2011 NFL Draft: The Key to the Buffalo Bills' Draft Is Ryan Fitzpatrick

Jeremy PikeCorrespondent IApril 11, 2011

ORCHARD PARK, NY - NOVEMBER 14:  Ryan Fitzpatrick  #14 of the Buffalo Bills calls signals against the Detroit Lions at Ralph Wilson Stadium on November 14, 2010 in Orchard Park, New York. The Bills won 14-12. (Photo by Rick Stewart/Getty Images)
Rick Stewart/Getty Images

Who could have seen last offseason that the 2011 NFL draft for the Bills hinges on a backup journeyman quarterback from Harvard?

Trent Edwards was named the starter after a three-quarterback race between himself, Fitzpatrick and Brian Brohm. Fans hoped that this would be his breakout year.

Yet here we are, scant weeks away from the 2011 NFL draft, and the third overall pick (and subsequently, the rest of the draft) will be determined by what the front office and coaching staff think of Ryan Fitzpatrick.

In my previous article about the Buffalo Bills' draft and the possible statements they could make at No. 3 overall, everything related to the quarterback position. So general manager Buddy Nix and head coach Chan Gailey, plus the rest of the scouting department and coaching staff, need to agree on what Fitzpatrick means to the Buffalo Bills.

At the very beginning of last season, Trent Edwards was the starting quarterback. That lasted all of two weeks. He did not look in command of the offense like he did during training camp, and it became very obvious that he was not the same on the football field when the games counted.

So Coach Gailey made a bold move. He benched Edwards, started Fitzpatrick, and the team never looked back. During the season, it was obvious that the offensive players responded much better to Fitzpatrick than to anyone else.

Wide receiver Stevie Johnson had a breakout year, with 82 receptions for 1,073 yards and 10 touchdowns.
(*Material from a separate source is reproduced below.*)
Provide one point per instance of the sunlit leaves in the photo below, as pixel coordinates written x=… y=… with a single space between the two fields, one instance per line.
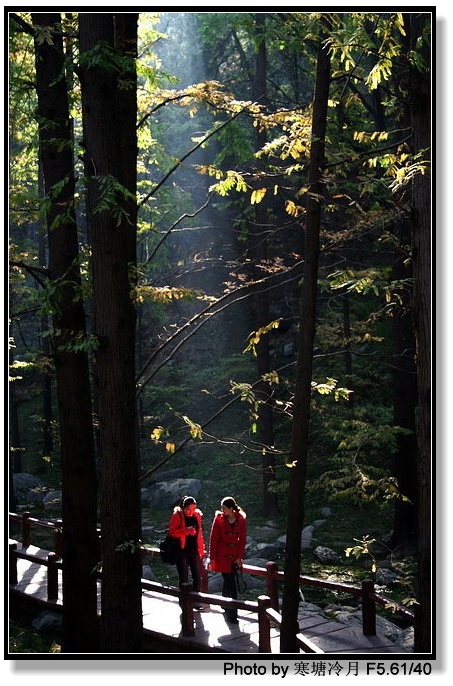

Fellow wideout Roscoe Parrish finally showed what he could do on offense until he was placed on injured reserve. Rookie receiver David Nelson emerged as a go-to guy with the ability to get open for first downs and touchdowns.

Even fellow rookie Donald Jones made key contributions over the season, including a big touchdown at the end of the first half against Cincinnati that kick-started an enormous comeback.

Fitzpatrick himself threw for over 3,000 yards in 13 games (he missed the final game of the season due to an injury). So everything boils down to one question that Nix, Gailey and the rest of their people need to answer:

Is Fitzpatrick the long-term answer at quarterback for the Bills?

He was never a long-term starter prior to the 2010 season for the Bills. He was drafted in the seventh round by the St. Louis Rams. He played for the Bengals, but they let him walk in free agency. Neither of those teams saw him as anything but a backup—and not an important one at that.

Could it be that Fitzpatrick needed a change of scenery and a coach who would work with his strengths? Coach Gailey has a reputation for getting the most out of his quarterbacks and tailoring an offense around their abilities.

Or was the 2010 season simply a fluke? Was Fitzpatrick simply in the right place at the right time and had a once-in-a-lifetime season? Will he return to Earth next year and the offense come out flat and show none of the passion and guts they collectively exhibited this past season?

So much rides on Fitzpatrick and the staff’s evaluation of him. If they bank on him being successful and draft accordingly to that thought process and he comes out flat and shows nothing, then they most likely wasted a year of offensive development.

Conversely, if they think he’s only a short-term solution to a long-term problem, draft a quarterback with the third overall pick and Fitzpatrick matches last year’s output or exceeds it, then did the staff hamper the development of the rest of the team by not adding a playmaker who could have come in and helped elsewhere?

If the Bills staff does not have much confidence in Fitzpatrick’s ability to duplicate or exceed last season’s success, they then have to decide if any of the quarterbacks in this year’s draft have the ability to be a franchise quarterback.

There are enough questions about both Cam Newton and Blaine Gabbert, who appear to be the top two quarterbacks in the draft, to cast doubt on whether either of them will be franchise quarterbacks.

If the Bills do believe that Fitzpatrick offers a better solution than drafting Newton or Gabbert, they are then faced with deciding how to best help the other parts of the team. The consensus among fans is that the defense needs to be addressed, and there are plenty of talented players that could be drafted by the Bills.

In order to narrow them down, the Bills must decide what Ryan Fitzpatrick means to this team. That is the key to the third overall pick and eventually, the entire draft.

Just another day to a starting quarterback in the NFL.